С утра её обследовали, анализы брали, возили на УЗИ, МРТ. Потом пришёл врач, тот же самый, Василий Васильевич. Поговорил с Софьей о том, о сём, вопросы позадавал. Рассказал , что её привезли с жуткой аварии. Её и ещё нескольких человек, стоящих на автобусной остановке, сбил пьяный шофёр грузовика, кого-то протаранил, а её сшиб машиной, и она упала, ударившись головой о камень. Закрытая черепно-мозговая травма, осложнённая ушибом мозга. Небольшая гематома. Оперативное вмешательство не требовалось, обычно при подобных травмах больные достаточно быстро приходят в сознание. Но что-то пошло не так, и, несмотря на интенсивную терапию, она, Софья, целых четыре месяца лежала без каких-либо улучшений, в коме. Все возможные схемы лечения испробовали. Он даже в столицу звонил, в НИИ травматологии, консультировался. Ничего нового не узнал, все только плечами пожимали, мол, бывают и подобные необъяснимые случаи. Поэтому они начали её к выписке готовить. Сын ищет подходящее место для неё.
-Это какое же место?- нахмурилась Софья.
— Специализированный пансионат, с лечением и уходом. В нашем районе таких нет, сын ваш нашёл по интернету, уехал смотреть в другую область. Но я ему ещё утром позвонил, думаю, что скоро вы встретитесь. Сегодняшнее обследование показало, что состояние вашего организма вполне приличное, возможно полное выздоровление. Все основные функции сохранены: и глотательная, и двигательная, и речевая, и когнитивные. Пару недель вас подержим, научитесь снова ходить, есть. Жить! И – домой! Так что настраивайтесь. Врач — реабилитолог покажет вам упражнения лечебной физкультуры, мышцы укреплять надо, суставы разрабатывать. Психолога подключим, его помощь тоже не будет лишней. « Заснули» вы в апреле, а уже август на дворе. Я очень, очень рад за вас. Поправляйтесь! — Василий Васильевич улыбнулся и вышел из палаты.
А Софье было о чём подумать. Конечно, её покоробило, что сын ищет ей какой-то пансионат. Правильнее сказать – дом инвалидов. Но, с другой стороны, какой у него выход? Мать без сознания, не в квартиру же везти. Квартира у них маленькая, двушка, тем более веркина, от родителей ей досталась, а та уж точно такого не допустила бы. Она и здоровую её не сильно жаловала. Софья тяжело вздохнула.
За окном качало ветками какое-то дерево. Подойти поближе и посмотреть в окно она не могла, даже сесть без посторонней помощи пока не получалось. Но ничего, главное – жива. Надо радоваться, но радости в душе не было. Какое-то безразличие, будто она со стороны смотрит телесюжет. О ком-то постороннем. Слабость, головная боль, апатия… Софья закрыла глаза и задремала.
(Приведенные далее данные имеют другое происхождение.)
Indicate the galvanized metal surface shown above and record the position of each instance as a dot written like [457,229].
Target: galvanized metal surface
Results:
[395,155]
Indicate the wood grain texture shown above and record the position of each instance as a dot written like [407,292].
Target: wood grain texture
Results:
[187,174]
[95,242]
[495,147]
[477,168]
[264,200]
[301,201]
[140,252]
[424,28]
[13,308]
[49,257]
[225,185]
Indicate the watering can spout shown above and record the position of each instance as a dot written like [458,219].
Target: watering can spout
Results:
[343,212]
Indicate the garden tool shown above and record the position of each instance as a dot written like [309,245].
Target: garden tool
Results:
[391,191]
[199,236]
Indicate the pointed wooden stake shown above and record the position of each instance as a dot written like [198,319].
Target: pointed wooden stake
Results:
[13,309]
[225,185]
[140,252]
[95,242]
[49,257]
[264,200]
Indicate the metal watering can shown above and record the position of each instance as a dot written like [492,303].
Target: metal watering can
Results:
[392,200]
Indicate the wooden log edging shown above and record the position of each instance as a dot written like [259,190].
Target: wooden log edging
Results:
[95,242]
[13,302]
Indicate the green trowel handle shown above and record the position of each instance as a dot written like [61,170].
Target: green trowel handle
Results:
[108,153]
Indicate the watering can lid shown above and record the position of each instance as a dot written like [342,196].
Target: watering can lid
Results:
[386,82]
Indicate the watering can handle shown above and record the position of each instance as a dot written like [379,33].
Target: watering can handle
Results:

….- Мам, мамуль,- почувствовала осторожное прикосновение, – ты спишь?
— Лёшка, сынок! – радость тёплой волной накрыла её. – Приехал?
— Как только доктор позвонил, сразу помчался… Мам, как же я рад! Мы уже и надежду потеряли, а тут прямо чудо! … У тебя болит что-нибудь?
— Слабость сильная и голова побаливает, но это ерунда. Расскажи лучше, как у вас дела. Новости есть?… В деревню ездишь, как там мой дом?… Я ж в апреле в больницу угодила, с огородом не успела ещё разобраться… Вы картошку- то хоть посадили?… — Софье было тяжело говорить, после каждого вопроса она делала передышку.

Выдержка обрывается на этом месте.